Seit knapp fünf Jahren ist Sigmar Gabriel SPD-Vorsitzender - für den Parteienforscher Gero Neugebauer ist dies vor allem ein Beleg dafür, dass es keine geeigneten Konkurrenten gibt. Chancen auf die Kanzlerschaft habe Gabriel "im Moment überhaupt nicht", sagte Neugebauer im Deutschlandfunk.

Gero Neugebauer im Gespräch mit Peter Kapern | 13.11.2014
    Der SPD-Parteivorsitzende Sigmar Gabriel hält am Montag (23.04.2012) in Kiel zu Beginn der SPD-Bundesvorstandssitzung ein Geschenk, einen Rettungsring mit dem Namen seiner neugeborenen Tochter Marie, hoch.

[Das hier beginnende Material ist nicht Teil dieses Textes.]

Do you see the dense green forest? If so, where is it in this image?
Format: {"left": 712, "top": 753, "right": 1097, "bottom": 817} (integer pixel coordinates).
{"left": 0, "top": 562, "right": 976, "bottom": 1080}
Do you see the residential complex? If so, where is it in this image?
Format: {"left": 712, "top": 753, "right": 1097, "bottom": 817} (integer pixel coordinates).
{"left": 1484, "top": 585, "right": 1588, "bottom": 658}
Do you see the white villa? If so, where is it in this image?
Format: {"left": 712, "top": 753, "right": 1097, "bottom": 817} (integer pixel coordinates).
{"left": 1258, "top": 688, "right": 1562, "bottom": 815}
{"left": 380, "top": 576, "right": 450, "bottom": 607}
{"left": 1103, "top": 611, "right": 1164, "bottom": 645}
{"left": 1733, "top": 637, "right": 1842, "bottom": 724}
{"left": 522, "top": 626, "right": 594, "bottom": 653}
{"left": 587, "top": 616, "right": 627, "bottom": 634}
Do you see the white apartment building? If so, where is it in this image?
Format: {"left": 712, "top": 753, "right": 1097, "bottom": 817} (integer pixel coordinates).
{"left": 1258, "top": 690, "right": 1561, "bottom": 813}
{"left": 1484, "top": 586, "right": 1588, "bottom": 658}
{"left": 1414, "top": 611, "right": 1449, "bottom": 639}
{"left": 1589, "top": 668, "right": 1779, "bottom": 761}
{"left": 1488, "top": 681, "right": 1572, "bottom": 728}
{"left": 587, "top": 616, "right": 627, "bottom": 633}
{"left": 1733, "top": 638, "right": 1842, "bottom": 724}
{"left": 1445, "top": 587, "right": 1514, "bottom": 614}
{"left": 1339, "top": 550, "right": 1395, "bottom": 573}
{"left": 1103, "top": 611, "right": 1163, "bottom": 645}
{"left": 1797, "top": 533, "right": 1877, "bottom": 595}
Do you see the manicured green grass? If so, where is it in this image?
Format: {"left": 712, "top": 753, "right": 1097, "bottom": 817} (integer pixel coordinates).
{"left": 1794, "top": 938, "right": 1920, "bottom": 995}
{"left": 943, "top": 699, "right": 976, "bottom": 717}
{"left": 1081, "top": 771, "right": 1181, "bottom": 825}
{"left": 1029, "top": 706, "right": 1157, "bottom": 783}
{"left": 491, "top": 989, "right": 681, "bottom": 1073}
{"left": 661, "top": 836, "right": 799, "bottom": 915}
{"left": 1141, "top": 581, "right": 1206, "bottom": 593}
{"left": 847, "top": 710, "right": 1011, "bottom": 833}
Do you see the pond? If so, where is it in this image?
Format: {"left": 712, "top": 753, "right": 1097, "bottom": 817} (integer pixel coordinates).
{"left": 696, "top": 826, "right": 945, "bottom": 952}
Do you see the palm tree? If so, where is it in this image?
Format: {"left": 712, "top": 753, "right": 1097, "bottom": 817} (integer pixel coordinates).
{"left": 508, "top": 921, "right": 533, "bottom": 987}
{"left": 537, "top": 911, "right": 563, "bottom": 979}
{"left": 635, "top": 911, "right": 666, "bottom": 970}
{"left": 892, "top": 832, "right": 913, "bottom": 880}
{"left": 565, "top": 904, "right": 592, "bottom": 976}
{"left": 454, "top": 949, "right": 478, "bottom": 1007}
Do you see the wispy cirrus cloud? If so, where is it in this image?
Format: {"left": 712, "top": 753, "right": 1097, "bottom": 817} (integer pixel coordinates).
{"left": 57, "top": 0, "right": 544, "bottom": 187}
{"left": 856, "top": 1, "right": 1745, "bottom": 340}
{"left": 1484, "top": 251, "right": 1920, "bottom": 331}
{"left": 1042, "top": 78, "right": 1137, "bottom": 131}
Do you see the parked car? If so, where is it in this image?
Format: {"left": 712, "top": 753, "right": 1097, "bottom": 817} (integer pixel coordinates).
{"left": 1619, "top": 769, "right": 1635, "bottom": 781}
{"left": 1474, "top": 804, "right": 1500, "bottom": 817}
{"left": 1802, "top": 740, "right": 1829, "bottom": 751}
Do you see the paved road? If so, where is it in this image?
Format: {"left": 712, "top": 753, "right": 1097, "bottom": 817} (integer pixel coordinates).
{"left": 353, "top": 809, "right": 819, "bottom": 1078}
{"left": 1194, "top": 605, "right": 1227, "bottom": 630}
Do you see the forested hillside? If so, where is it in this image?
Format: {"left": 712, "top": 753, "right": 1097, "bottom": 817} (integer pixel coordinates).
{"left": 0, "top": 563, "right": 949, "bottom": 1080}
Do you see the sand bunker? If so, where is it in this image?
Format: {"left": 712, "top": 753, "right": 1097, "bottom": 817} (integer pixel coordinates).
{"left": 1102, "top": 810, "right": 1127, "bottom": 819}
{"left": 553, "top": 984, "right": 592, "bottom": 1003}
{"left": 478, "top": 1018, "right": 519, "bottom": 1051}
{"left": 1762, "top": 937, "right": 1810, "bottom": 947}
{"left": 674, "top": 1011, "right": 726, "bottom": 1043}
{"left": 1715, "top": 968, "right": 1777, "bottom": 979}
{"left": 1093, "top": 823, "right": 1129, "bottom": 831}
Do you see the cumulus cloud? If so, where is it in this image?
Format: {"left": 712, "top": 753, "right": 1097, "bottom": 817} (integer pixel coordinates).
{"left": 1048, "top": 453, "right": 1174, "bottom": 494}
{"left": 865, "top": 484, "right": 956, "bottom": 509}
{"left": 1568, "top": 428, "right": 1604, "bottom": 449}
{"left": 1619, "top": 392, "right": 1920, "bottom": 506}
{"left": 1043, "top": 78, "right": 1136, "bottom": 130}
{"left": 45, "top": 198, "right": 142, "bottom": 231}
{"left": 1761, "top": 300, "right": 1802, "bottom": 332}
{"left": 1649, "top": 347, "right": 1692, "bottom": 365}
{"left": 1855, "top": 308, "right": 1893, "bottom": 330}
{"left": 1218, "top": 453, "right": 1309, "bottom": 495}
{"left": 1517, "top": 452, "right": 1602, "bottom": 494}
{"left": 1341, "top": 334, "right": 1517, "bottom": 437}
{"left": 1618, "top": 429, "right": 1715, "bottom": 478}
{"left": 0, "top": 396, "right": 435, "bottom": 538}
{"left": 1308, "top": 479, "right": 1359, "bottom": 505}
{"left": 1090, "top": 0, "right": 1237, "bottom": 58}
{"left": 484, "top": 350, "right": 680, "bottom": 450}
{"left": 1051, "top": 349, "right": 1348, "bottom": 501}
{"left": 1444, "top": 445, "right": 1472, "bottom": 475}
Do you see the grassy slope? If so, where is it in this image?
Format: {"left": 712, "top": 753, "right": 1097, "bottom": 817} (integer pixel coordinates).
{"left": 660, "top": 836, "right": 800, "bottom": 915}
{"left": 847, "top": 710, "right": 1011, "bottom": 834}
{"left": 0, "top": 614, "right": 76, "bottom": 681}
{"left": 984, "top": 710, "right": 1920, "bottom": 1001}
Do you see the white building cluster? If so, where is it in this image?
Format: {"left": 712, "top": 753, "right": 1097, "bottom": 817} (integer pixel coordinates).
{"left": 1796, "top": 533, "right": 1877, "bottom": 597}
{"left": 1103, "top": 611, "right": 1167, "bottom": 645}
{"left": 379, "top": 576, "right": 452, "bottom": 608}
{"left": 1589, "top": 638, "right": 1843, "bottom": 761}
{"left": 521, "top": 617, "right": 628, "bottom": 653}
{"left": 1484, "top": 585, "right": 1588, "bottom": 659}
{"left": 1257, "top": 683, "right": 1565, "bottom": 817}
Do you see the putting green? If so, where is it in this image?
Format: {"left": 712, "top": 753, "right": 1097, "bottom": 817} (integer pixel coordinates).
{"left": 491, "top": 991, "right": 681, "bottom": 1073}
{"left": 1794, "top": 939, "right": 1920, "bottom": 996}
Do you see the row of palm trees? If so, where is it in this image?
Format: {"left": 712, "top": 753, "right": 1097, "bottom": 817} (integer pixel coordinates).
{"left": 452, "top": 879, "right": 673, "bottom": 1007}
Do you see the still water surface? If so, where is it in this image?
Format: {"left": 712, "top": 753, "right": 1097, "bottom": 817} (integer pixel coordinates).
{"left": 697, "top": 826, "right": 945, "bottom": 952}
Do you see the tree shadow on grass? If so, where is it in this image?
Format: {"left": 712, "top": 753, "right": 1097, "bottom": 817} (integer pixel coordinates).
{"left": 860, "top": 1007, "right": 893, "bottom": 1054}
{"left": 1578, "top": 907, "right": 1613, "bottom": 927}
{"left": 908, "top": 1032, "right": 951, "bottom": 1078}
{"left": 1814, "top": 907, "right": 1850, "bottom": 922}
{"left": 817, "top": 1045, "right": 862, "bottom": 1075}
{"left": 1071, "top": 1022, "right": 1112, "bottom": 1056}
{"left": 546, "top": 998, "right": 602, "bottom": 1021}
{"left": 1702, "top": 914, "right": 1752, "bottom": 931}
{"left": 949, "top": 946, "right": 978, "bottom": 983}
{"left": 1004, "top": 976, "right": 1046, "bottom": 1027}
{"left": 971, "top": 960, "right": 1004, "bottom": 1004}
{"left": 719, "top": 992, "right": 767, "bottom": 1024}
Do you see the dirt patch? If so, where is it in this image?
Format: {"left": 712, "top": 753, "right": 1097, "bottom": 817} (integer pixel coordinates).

    SPD-Parteivorsitzender Sigmar Gabriel mit einem Geschenk eines Genossen zur Geburt seiner Tochter Marie. (picture alliance / dpa / Marcus Brandt )
    Man müsse fragen, ob die SPD sich an das moderne Arbeitsleben angepasst habe und noch relevante gesellschaftliche Gruppen repräsentiere, sagte Neugebauer. Unklar sei auch, ob Gabriel ein Konzept habe, der Partei im linken Lager ein unverwechselbares Profil zu geben - und ob er das Format mitbringe, Diskurse innerhalb der Partei anzustoßen, durch die die SPD Antworten auf Zukunftsfragen fände. Neugebauer ist skeptisch: Zwar sei Gabriels innerparteiliche Autorität gestiegen, nach außen habe er es aber nicht geschafft, ein eigenständiges Bild der SPD zu vermitteln - zu nah sei man an der CDU.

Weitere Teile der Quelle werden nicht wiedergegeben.